Events: 15th Anniversary - Hazle & Eric's Talk


15th Anniversary Event - 11th September 2005

This photo showing Hazle "on the sunny side of her street" first appeared in the Collect it! magazine feature A Month in the Life of Eric Knowles - September 2005. The picture was taken inside Talents of Windsor by owner Ricky Ghai before the event started.

Hazle

Hazle and Eric Knowles "In Conversation"

Held in the Sandringham Suite at The Castle Hotel on Windsor's High Street, coffee began at 11.30am with the talk between 12-1pm. Before the event members of the eGroup suggested questions. Marilyn posted this resume on 21st September.

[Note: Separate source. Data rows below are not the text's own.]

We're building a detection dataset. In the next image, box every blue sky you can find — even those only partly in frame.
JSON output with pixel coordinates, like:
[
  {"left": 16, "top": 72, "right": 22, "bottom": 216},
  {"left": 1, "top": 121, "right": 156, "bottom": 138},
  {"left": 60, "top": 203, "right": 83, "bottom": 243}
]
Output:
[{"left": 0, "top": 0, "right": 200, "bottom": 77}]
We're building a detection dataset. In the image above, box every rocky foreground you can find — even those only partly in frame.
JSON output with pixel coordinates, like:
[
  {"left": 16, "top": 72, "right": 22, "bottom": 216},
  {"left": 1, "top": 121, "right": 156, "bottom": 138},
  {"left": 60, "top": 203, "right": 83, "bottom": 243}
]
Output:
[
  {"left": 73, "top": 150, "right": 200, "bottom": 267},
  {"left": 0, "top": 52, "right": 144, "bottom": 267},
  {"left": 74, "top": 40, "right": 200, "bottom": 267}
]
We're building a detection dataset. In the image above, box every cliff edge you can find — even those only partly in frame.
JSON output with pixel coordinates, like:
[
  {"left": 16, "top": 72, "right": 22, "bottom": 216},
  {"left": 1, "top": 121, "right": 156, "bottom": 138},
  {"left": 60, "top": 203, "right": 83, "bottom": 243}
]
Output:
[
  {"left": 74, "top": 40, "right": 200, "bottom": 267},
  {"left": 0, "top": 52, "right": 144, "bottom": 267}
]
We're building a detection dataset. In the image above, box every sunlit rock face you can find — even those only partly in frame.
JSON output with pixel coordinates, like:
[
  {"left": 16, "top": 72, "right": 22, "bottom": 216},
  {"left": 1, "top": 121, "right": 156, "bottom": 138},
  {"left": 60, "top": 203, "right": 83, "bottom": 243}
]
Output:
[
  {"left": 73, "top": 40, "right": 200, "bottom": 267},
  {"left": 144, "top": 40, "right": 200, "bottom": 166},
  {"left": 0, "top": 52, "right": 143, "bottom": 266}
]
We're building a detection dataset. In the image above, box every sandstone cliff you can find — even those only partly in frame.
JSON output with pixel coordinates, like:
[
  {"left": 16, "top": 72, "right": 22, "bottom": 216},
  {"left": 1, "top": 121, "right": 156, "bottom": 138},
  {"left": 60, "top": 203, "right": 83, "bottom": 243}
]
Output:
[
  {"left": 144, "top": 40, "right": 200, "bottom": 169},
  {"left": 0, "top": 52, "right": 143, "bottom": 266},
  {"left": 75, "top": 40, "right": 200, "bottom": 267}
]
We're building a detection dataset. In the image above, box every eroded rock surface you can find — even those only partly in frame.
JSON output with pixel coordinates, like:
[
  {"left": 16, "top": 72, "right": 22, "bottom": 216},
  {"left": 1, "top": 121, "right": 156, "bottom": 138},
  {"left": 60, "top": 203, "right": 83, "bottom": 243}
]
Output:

Early Interest in Buildings

As Master of Ceremonies Stephen started by saying that Eric Knowles, the well-known television antiques presenter, was once member of a society for the preservation of vernacular architecture. Eric added that with his father being a structural engineer buildings had played an important part of his formative years. Eric trained as an engineer himself before joining Bonhams Auction House in 1976. Growing up in North East Lancashire he was surrounded by interesting architecture, especially castles. The family occasionally took trips into neighbouring Yorkshire where there were several important abbeys - after his father had arranged passports!

The joke about passports refers to The War of the Roses and other county rivalries...

Eric also studied architecture at school as it was part of the art curriculum. He regarded being able to recognise different building styles as “opening your eyes to what was around you”. People tend to walk past horrible frontages and not notice anything else but he has always said the past is still there - you just have to look up.

Funnily enough the gold sticker on Hazle’s Florist says a similar thing.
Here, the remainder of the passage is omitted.